Architecture

Comparison Process

This is the overview of the comparison process as a whole. Each of the six phases of the comparison process of EMF Compare are briefly defined on the Overview, and a much more in-depth explanation will be given below, in our explanations of the default behavior of EMF Compare.

Project Architecture

EMF Compare is built on top of the Eclipse platform. We depend on the Eclipse Modeling Framework (EMF), the Eclipse Compare framework and, finally, Eclipse Team, the framework upon which the repository providers (EGit, CVS, Subversive...) are built.

The EMF Compare extensions target specific extensions of the modeling framework: UML, the Graphical Modeling Framework (and its own extensions, papyrus, ecoretools, ...).

Whilst we are built atop bricks that are tightly coupled with the eclipse platform, it should be noted that the core of EMF Compare can be run in a standalone application with no runtime dependencies towards Eclipse; as can EMF itself.

The Comparison Model

EMF Compare uses a single model, which root is a Comparison object, to represent all of the information regarding the comparison: matched objects, matched resources, detected differences, links between these references, etc.
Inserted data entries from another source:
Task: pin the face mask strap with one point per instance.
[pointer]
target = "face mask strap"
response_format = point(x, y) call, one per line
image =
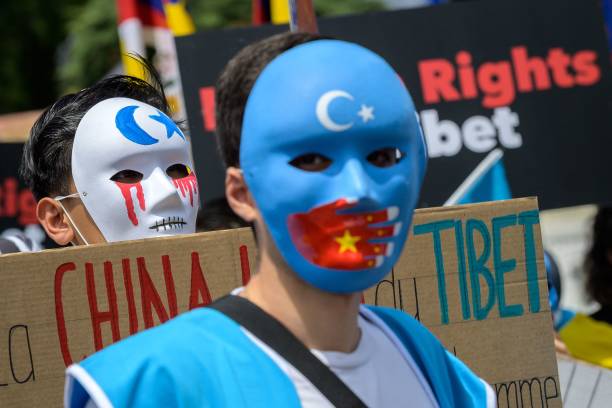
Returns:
point(59, 201)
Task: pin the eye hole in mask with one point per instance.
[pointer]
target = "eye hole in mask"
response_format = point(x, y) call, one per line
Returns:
point(386, 157)
point(127, 177)
point(311, 162)
point(177, 171)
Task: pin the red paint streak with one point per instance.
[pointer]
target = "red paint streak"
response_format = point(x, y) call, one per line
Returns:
point(129, 203)
point(189, 183)
point(207, 102)
point(244, 264)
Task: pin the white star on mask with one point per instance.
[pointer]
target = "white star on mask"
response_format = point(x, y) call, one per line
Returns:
point(366, 113)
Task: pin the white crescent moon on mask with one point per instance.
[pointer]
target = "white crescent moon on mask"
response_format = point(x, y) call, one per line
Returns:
point(323, 110)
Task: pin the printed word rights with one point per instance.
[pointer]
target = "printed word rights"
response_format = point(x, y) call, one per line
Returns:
point(474, 264)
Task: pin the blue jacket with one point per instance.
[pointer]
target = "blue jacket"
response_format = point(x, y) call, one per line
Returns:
point(204, 359)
The root Comparison is created at the beginning of the Match process, and will undergo a set of successive refinings during the remainder of the Comparison: Diff, Equivalence, Dependencies... will all add their own information to the Comparison.

So, how exactly is represented all of the information the Comparison model can hold, and how to make sense of it all?

Match

A Match element is how we represent that the n compared versions have elements that are basically the same. For example, if we are comparing two different versions v1 and v2 of a given model which look like:

Master Borrowables

Comparing these two models, we'll have a Comparison model containing three matches:

  1. library <-> library
  2. Book <-> Novel
  3. title <-> title

In other words, the comparison model contains an aggregate of the two or three compared models, in the form of Match elements linking the elements of all versions together. Differences will then be detected on these Match and added under them, thus allowing us to know both:

Diff

Diff elements are created during the differencing process in order to represent the actual modifications that can be detected within the source model(s). The Diff concept itself is only there as the super-class of the three main kind of differences EMF Compare can detect in a model, namely ReferenceChange, AttributeChange and ResourceAttachmentChange. We'll go back to these three sub-classes in a short while.

Whatever their type, the differences share a number of common elements:

In order to ensure that the model stays coherent through individual merge operations, we've also decided to link differences together through a number of associations and references. For example, there are times when one difference cannot be merged without first merging another, or some differences which are exactly equivalent to one another. In no specific order:

As mentionned above, there are only three kind of differences that we will detect through EMF Compare, which will be sufficient for all use cases. ReferenceChange differences will be detected for every value of a reference for which we detect a change. Either the value was added, deleted, or moved (within the reference or between distinct references). AttributeChange differences are the same, but for attributes instead of references. Lastly, the ResourceAttachmentChange differences, though very much alike the ReferenceChanges we create for containment references, are specifically aimed at describing changes within the roots of one of the compared resources.

Conflict

Conflict will only be detected during three-way comparisons. There can only be "conflicts" when we are comparing two different versions of a same model along with their common ancestor. In other words, we need to able to compare two versions of a common element with a "reference" version of that element.

There are many different kinds of conflicts; to name a few:

Conflicts can be of two kinds. We call PSEUDO conflict a conflict where the two sides of a comparison have changed as compared to their common ancestor, but where the two sides are actually now equal. In other words, the end result is that the left is now equal to the right, even though they are both different from their ancestor. This is the opposite of REAL conflict where the value on all three sides is different. In terms of merging, pseudo conflicts do not need any particular action, whilst real conflicts actually need resolution.

There can be more than two differences conflicting with each other. For example, the deletion of an element from one side will most likely conflict with a number of differences from the other side.

Equivalence

EMF Compare uses Equivalence elements in order to link together a number of differences which can ultimately be considered to be the same. For example, ecore's eOpposite references will be maintained in sync with one another. As such, modifying one of the two references will automatically update the second one accordingly. The manual modification and the automatic update are two distinct modifications of the model, resulting in two differences detected. However, merging any of these two differences will automatically merge the other one. Therefore both are marked as being equivalent to each other.

There can be more than two differences equivalent with each other; in which case all will be added to a single Equivalence object, representing their relations.